The thought is sort of ridiculous, but it is not always unhelpful, and the ridiculousness of it makes it easier to dismiss. The other stuff, the dancing in the rain and the romantic getaways, are more difficult to parse as it feels that most of my identity as a young person was centered on rejecting them.
Partly, the idea of wanting to be different, or to be more blunt, wanting to be better than the average person by rejecting the thing that they like came from my parents. My father had always considered himself to simultaneously have been a rebel and a person of great taste because he opted to be a heavy metal fan instead of liking disco and dance music in the 1980s. My mother never really wanted to be like the other girls either and taught me the same: for years before I started attending the school where she worked, she disdainfully told me about all the girls who were airheaded and only cared about makeup and boys. Between the two of them I started to understand that I could hold myself in higher esteem, even at the price of occasionally being bullied, if I rejected my peers' interests as frivolous and unrefined, especially if they were women.
And it’s not that I never liked heavy metal, because I still do, and it is not that I never got to wear makeup, because I certainly still do that too, but I did use these things to tell myself a story of who I am and who I would grow up to become that made my world fairly black-and-white, an us-versus-them kind of paradigm that could make me feel vindicated whenever I got confused or lonely. For a few years, these ideas did help me get by. I made friends who had chosen similar interests that were not very mainstream, and I was such a devoted fan of things that I did find worthy of my fandom that it was rather difficult for me to be bored.
But as I did have to keep growing up, being a tomboy first and an over-the-top metalhead later started to become unsustainable. My parents, who had wanted me to be different started to realize that just like they grew up to live more conventional lives so I should too. All of a sudden I was made to shave my legs and field questions about why I do not have a boyfriend.

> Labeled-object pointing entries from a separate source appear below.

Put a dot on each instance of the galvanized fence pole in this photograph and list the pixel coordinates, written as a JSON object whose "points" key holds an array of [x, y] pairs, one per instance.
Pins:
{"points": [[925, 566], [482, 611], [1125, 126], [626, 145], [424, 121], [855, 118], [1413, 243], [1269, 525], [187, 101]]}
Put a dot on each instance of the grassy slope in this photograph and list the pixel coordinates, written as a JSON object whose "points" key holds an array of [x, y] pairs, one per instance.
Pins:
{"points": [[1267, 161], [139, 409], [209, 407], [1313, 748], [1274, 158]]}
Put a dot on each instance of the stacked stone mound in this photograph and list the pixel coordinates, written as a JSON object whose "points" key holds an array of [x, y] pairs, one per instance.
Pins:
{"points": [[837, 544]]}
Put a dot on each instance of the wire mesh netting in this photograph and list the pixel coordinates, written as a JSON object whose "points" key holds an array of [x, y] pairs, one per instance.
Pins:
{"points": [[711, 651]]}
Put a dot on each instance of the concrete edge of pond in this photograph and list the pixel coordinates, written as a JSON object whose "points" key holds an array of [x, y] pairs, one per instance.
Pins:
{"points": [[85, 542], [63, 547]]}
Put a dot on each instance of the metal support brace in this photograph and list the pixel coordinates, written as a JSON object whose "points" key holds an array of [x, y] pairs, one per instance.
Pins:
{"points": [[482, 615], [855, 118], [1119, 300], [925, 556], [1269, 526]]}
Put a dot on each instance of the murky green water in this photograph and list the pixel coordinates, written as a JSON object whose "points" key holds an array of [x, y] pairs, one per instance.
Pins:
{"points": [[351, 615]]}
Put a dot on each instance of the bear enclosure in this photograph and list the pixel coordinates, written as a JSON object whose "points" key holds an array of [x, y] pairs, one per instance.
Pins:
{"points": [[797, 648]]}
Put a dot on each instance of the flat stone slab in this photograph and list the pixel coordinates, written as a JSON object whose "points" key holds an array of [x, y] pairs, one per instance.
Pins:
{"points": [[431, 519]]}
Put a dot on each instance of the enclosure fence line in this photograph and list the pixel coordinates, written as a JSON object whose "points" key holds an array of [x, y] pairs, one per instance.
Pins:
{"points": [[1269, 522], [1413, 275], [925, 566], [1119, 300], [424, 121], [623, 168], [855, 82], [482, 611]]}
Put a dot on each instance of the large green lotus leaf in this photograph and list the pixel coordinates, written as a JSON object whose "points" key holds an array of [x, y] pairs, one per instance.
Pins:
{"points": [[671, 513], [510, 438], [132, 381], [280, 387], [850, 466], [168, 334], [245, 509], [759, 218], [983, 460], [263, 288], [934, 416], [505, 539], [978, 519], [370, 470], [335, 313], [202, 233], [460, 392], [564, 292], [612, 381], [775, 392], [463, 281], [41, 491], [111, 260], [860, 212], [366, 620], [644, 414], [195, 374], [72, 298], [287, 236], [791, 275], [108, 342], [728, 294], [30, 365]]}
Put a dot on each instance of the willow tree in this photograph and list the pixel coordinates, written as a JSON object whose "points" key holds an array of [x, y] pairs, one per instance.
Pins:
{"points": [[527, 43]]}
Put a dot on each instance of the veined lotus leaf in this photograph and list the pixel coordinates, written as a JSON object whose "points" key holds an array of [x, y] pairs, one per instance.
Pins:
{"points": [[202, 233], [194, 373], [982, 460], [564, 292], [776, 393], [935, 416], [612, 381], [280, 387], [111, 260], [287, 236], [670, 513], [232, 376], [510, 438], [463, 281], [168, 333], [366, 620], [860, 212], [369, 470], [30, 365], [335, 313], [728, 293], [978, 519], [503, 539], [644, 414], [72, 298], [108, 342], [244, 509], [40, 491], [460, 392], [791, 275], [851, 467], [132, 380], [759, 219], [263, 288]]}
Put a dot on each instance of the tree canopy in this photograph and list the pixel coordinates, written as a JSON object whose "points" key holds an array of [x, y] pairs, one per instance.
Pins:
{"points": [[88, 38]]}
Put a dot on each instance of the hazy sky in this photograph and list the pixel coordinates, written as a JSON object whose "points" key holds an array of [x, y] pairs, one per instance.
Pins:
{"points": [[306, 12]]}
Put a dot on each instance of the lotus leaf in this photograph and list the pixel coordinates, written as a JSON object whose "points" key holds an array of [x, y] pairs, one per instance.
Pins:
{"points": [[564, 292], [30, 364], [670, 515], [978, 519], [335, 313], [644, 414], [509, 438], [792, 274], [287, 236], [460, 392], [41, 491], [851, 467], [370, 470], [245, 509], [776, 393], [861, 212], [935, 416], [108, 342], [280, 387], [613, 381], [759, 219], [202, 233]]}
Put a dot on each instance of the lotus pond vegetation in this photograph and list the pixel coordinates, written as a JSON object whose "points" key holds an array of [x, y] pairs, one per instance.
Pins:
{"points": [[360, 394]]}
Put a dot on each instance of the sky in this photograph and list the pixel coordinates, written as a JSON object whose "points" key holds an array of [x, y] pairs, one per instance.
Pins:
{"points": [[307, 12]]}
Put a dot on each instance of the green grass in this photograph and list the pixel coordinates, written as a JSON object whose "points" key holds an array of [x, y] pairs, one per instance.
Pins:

The weird friends I had made were seen as a quirk that would pass by instead of an attempt to actually build companionship. Even my fandom of metal music became a point of contention as my father did not actually like the newer, more extreme genres that my friends and I now gravitated towards.
Though the whole thing felt like a deeply personal instance of growing pains, and very narrowly limited to me, I was almost certainly a part of a very capitalistic ecosystem of teenage rebellion. Because I lived in Croatia, buying t-shirts from Swedish death metal bands took some ingenuity and more cash than it would take me now, but a big part of my being different did hinge on buying the correct clothes and being seen at the correct bars and concert venues.
When I moved to the United States, the buying part became easier, and I had become even more of a monetizable audience and a demographic for a certain kind of product. It has been somewhat ironic to watch H&M sell band t-shirts and clothes in the style of Hot Topic come back into fashion, or goth filters pop up on TikTok over the years. They have all repeatedly confirmed my suspicion that rejecting mainstream cliches only lands you into another brand of cliche, and a well-defined market exists for all of them.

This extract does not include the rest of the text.